The Martin Luther King, Jr. Day holiday provides all of us with an opportunity to reflect on the life, work, and legacy of Dr. King. It is also a Monday holiday—so it is a big part of a long weekend for families. It seems to me that Dr. King’s life and legacy contain much that we can appreciate as individuals (and families) as well as lessons about equality, democracy, and patriotism.
Some of the things that Dr. King said in his sermons or public appearances are quite obviously directed at the society that we share. When he wrote, “Our scientific power has outrun our spiritual power. We have guided missiles and misguided men,” it is clear that he is commenting on our societal approach to technology, particularly as it applied to the development of the weapons being used to wage war (in this case, the war in Vietnam).

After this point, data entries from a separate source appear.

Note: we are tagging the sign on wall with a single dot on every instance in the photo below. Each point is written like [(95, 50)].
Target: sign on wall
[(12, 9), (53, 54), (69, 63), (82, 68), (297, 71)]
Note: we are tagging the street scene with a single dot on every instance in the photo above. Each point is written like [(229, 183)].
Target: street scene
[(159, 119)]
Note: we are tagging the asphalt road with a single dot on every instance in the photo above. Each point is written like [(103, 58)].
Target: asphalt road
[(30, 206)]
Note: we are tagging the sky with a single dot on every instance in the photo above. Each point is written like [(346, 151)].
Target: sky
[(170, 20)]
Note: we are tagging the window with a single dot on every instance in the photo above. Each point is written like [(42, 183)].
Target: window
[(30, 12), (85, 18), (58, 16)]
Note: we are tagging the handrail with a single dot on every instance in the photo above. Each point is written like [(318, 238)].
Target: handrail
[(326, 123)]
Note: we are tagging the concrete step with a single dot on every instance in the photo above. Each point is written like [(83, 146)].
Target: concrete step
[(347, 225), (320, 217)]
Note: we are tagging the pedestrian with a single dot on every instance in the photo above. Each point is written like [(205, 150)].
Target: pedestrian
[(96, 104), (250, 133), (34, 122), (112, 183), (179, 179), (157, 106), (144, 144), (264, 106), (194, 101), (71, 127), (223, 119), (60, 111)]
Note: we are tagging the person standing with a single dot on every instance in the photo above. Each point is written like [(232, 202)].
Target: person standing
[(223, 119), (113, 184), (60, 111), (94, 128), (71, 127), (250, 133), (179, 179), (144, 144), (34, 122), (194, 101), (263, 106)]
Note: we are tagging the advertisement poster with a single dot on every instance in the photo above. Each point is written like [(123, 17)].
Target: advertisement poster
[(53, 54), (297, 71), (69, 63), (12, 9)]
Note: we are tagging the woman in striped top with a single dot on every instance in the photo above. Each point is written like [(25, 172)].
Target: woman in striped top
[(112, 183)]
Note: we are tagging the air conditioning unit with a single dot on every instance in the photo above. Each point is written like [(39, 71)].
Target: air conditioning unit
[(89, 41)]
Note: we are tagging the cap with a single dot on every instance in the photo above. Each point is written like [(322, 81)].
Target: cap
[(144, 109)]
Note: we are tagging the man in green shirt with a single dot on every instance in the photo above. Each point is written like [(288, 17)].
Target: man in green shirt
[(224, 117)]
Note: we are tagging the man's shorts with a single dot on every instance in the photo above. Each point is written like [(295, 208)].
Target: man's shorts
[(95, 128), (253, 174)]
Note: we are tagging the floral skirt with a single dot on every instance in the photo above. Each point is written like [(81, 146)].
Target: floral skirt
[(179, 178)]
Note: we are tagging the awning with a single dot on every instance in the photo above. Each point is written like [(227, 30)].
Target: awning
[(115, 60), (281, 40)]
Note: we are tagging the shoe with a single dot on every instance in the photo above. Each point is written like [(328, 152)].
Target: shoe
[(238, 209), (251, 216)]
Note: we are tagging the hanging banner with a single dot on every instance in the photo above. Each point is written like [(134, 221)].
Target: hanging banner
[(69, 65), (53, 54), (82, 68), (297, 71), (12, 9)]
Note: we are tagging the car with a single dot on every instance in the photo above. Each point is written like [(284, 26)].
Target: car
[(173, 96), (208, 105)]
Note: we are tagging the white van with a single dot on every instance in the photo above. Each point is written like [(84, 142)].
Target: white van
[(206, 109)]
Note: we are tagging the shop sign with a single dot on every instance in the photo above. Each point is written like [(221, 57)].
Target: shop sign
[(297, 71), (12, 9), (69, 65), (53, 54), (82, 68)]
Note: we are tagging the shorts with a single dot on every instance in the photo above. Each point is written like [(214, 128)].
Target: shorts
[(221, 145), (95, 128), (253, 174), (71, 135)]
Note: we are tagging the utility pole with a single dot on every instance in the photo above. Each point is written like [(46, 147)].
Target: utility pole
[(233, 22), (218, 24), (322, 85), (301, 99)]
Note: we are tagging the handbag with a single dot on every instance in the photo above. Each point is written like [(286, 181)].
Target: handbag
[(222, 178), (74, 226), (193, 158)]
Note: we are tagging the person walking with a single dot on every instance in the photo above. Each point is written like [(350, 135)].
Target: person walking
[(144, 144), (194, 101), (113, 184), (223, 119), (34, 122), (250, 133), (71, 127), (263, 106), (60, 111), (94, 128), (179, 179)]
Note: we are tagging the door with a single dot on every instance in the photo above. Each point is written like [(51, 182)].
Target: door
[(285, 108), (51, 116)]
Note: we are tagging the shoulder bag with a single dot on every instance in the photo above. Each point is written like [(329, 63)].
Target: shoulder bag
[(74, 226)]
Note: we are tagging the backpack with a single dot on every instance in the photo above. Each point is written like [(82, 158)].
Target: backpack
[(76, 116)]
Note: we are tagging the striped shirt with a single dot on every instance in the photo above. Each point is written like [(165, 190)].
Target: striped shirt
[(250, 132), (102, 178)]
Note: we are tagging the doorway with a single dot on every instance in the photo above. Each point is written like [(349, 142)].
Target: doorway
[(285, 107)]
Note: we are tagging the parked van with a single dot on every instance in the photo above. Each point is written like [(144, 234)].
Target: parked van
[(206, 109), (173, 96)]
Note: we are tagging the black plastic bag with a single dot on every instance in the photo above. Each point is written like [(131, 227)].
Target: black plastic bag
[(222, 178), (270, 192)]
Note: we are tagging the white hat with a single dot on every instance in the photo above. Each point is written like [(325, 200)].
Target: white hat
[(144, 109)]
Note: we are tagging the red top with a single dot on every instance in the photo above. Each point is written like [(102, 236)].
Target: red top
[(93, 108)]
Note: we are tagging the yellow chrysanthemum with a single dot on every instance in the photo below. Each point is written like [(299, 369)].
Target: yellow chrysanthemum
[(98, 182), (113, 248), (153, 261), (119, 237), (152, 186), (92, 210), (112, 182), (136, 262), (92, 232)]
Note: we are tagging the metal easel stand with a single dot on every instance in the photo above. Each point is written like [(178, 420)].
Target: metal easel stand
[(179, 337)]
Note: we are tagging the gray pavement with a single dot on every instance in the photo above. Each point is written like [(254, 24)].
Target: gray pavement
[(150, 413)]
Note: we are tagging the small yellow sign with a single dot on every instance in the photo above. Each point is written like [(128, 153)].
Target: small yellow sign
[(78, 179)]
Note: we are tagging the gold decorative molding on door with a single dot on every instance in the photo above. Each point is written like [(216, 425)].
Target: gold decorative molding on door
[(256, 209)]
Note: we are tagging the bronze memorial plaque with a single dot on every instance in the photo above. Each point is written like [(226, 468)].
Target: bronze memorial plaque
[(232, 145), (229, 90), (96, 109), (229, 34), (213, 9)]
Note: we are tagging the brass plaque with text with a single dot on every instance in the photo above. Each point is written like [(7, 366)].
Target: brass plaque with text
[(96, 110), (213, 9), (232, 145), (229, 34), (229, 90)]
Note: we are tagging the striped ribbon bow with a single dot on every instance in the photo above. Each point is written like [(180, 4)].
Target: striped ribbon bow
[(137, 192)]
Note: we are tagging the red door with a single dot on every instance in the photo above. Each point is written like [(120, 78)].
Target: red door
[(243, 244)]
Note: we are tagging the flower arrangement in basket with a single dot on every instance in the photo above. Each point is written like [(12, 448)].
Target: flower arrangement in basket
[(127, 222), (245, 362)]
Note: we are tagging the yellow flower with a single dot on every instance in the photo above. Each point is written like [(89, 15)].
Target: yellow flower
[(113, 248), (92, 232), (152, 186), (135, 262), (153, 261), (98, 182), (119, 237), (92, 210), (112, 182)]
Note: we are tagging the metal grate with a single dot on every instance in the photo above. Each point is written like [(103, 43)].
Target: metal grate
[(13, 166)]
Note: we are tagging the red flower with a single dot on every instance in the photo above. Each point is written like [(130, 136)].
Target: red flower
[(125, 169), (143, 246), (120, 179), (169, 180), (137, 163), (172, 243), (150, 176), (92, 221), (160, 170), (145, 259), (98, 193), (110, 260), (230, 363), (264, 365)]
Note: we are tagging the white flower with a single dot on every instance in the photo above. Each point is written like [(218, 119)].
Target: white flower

When he wrote, “Through our scientific and technological genius we’ve made of this world a neighborhood. And now through our moral and ethical commitment we must make of it a brotherhood. We must all learn to live together as brothers—or we will all perish together as fools,” he was addressing the need for moral and ethical courage in the policies and practices within our treaties and agreements with other nations, as well as the way our neighborhoods and communities value and treat one another.
But sometimes Dr. King shifted his focus to the individual, and to the way we teach and raise our children. “Nothing in all the world is more dangerous than sincere ignorance and conscientious stupidity” could be directed at how we teach our children respect and tolerance, and how we address prejudices that may have been passed down across generations. And when he said, “Our lives begin to end the day we become silent about things that matter,” it sounds as if he is calling us each—individually—to accountability as parents, neighbors, and citizens.
Dr. Martin Luther King, Jr. was an advocate of non-violence, a commitment that didn’t waiver even though he and his family were threatened. In words that are relevant today, even though they were spoken in 1967, a year before his death, Dr. King challenged us to think about what matters most. “You ought to believe something in life, believe that thing so fervently that you will stand up with it till the end of your days. I can’t make myself believe that God wants me to hate. I’m tired of violence. And I’m not going to let my oppressor dictate to me what method I use.” Nearly 50 years later we see the violence of the sixties returning as a means of expressing a point of view—a practice Dr. King roundly denounced.
As we celebrate the life and legacy of Dr. Martin Luther King, Jr., let us take seriously his commitment to non-violence. Let us communicate it to our children and affirm it in our own homes and lives. And may the America that Dr. King imagined and spoke about so eloquently be realized in our lives and communities.